Fresh Voices: Kwame Mbalia
Welcome to Fresh Voices! In this new series, we are excited to share with you authors whose books capture a unique aspect of the human experience. Enjoy this Q&A with Kwame Mbalia, editor of the anthology, Black Boy Joy!
What gave you the idea to create this anthology? How did you go about choosing which contributors you wanted to participate?
This idea came about in part due to my wish to work with a lot of the amazing contributors, and also in part due to the constant barrage of negative labels assigned to Black children by the media. This was my attempt to say to those children–and especially those boys like myself when I was younger–that we recognize their happiness, their achievements, and their joy.

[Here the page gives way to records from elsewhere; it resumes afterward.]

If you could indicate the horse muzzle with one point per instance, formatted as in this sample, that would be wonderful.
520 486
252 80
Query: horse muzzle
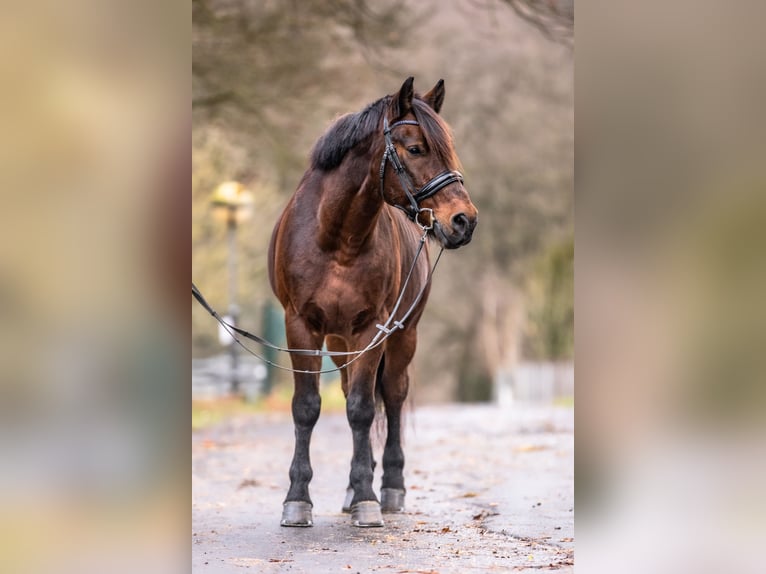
458 233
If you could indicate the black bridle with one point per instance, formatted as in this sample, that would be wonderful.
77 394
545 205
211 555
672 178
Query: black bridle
414 196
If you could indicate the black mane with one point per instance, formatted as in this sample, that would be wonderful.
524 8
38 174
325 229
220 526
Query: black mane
346 133
351 130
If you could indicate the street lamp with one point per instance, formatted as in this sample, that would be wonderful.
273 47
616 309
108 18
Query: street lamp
234 202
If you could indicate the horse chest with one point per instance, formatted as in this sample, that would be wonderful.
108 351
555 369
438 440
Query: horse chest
344 301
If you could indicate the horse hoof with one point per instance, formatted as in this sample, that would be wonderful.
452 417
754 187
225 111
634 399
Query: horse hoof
392 499
349 497
296 513
366 514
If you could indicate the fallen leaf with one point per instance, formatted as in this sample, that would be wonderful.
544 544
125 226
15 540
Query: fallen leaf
530 448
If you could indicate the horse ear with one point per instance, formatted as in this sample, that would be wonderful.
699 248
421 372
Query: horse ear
435 98
403 100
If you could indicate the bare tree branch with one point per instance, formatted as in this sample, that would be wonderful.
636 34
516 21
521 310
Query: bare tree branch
553 18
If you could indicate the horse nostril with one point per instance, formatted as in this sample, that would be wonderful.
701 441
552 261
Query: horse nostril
459 222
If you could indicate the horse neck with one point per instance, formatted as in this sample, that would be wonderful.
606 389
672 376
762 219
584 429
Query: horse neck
350 209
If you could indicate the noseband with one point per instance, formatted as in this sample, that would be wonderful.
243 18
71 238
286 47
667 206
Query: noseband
414 196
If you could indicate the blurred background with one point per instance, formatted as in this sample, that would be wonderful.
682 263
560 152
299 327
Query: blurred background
268 78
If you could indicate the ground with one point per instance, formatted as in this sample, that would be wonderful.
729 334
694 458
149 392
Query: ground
489 490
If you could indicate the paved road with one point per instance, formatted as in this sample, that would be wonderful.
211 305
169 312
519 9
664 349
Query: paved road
489 490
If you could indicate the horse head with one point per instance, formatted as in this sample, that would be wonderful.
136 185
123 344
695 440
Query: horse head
419 167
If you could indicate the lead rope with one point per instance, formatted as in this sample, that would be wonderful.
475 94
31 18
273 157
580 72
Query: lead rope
384 331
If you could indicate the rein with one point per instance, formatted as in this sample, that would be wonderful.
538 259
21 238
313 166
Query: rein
414 196
384 331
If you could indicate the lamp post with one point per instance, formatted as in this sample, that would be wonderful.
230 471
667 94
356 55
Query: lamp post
234 202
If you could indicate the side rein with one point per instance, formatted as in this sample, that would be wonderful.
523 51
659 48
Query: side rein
414 196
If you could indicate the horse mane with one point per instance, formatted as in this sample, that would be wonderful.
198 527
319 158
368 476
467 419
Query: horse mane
346 133
351 130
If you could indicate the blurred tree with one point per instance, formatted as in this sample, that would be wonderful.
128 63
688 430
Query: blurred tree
549 332
554 18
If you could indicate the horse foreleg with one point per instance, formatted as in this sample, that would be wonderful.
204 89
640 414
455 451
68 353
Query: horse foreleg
306 405
394 389
360 410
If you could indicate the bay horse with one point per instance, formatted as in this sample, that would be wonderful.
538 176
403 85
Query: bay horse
338 258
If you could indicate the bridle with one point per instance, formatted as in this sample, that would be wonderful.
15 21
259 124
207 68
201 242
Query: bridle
414 196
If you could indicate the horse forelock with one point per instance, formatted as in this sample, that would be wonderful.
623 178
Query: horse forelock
436 132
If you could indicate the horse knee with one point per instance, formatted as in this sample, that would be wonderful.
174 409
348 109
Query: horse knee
306 409
360 410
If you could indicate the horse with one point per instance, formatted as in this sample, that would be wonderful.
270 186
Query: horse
338 260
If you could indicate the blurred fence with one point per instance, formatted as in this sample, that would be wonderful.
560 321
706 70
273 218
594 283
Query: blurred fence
211 377
534 383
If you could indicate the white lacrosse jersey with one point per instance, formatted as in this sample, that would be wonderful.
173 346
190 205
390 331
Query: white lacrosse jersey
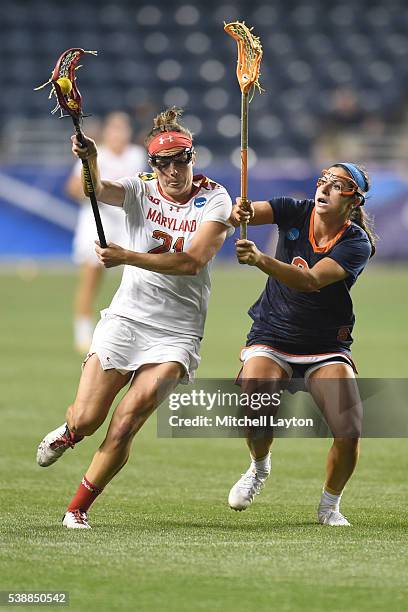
157 224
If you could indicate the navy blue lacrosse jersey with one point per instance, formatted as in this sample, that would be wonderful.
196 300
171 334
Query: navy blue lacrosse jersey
303 323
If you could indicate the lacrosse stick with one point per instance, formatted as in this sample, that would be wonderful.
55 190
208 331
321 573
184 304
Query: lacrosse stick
248 64
64 88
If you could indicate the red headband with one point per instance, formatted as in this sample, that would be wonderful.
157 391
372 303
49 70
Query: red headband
169 140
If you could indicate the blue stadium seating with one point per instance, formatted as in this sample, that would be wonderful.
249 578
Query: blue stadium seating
146 49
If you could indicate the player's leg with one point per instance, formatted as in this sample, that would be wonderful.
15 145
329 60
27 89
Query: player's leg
151 384
335 391
87 288
257 372
96 392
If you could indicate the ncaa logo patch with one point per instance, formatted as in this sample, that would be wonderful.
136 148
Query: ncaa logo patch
293 233
199 202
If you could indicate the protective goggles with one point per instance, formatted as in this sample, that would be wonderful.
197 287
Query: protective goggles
344 186
183 158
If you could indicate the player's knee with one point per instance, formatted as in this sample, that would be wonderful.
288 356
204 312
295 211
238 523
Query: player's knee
122 433
82 423
348 445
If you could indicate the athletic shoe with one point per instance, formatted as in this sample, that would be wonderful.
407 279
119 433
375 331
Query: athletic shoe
330 516
54 445
75 519
243 492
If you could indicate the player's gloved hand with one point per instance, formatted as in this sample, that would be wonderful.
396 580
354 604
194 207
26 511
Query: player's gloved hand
113 255
241 212
247 252
83 152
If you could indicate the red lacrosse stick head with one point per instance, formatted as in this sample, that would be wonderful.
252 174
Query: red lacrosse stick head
69 98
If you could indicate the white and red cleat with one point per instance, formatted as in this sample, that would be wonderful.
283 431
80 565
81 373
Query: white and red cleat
75 519
54 445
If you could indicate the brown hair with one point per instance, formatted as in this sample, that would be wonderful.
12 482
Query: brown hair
358 214
166 121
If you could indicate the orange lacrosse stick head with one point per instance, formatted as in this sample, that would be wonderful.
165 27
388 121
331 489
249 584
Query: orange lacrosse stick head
249 55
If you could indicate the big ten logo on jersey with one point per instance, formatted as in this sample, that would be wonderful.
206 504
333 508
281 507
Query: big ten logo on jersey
299 262
209 184
199 202
147 176
152 199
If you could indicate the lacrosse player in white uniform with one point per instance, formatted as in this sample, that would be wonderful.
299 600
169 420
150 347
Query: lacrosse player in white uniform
151 332
117 157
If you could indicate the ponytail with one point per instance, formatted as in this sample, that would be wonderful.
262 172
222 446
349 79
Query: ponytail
361 218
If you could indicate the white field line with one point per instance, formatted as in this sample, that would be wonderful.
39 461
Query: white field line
38 202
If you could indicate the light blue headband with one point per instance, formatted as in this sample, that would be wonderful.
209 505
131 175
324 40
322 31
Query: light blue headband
355 174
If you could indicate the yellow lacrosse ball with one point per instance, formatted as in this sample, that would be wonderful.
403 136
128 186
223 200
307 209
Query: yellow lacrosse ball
65 85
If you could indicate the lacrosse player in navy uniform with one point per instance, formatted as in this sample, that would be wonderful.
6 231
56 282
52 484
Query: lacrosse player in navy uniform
303 320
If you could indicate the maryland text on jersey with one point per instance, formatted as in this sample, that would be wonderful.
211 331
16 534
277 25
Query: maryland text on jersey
185 225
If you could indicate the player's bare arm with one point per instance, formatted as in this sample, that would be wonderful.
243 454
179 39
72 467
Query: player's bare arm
253 213
325 272
209 239
109 192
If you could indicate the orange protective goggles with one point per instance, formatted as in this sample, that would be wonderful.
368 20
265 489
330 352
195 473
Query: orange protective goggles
345 186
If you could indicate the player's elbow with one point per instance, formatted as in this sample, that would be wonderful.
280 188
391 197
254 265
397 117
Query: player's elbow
192 265
310 283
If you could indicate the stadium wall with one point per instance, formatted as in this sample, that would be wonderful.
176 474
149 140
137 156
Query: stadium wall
38 220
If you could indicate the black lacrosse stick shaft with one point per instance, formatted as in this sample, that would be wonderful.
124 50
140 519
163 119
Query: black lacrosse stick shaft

What was the most difficult part about writing your story THE GRIOT OF GROVER STREET? What part was the easiest?
The hardest part of my story was trying to make sure each part had its own energy, and didn’t require readers to flip back to parts one and two to remember what was happening. The easiest part was embellishing Gary the Griot’s (Mr. G) wardrobe. It’s my wardrobe.
Aside from your short story, is there another short story that you identify with the most, and why?
I think I connected on some level with each of the sixteen other stories. Getting dressed for school, relying on my grandmothers/elders for support and encouragement, trying to kickflip, etc. Each of them provided some harmony with my memories of growing up
What do you want young readers today to take away from this anthology?
I hope they take away a favorite story they reread over and over. I hope they take away inspiration to find their own joyful safe spaces. I hope they take away an appreciation for short stories, and how they can be about anything, from fantasy to sci-fi to contemporary fiction. I hope they take the book away from the library repeatedly, checking it out over and over because it brings them joy.
What are you currently reading?
I am currently reading The Black Jacobins by C.L.R. James, a book about the Haitian revolution and the events leading up to it.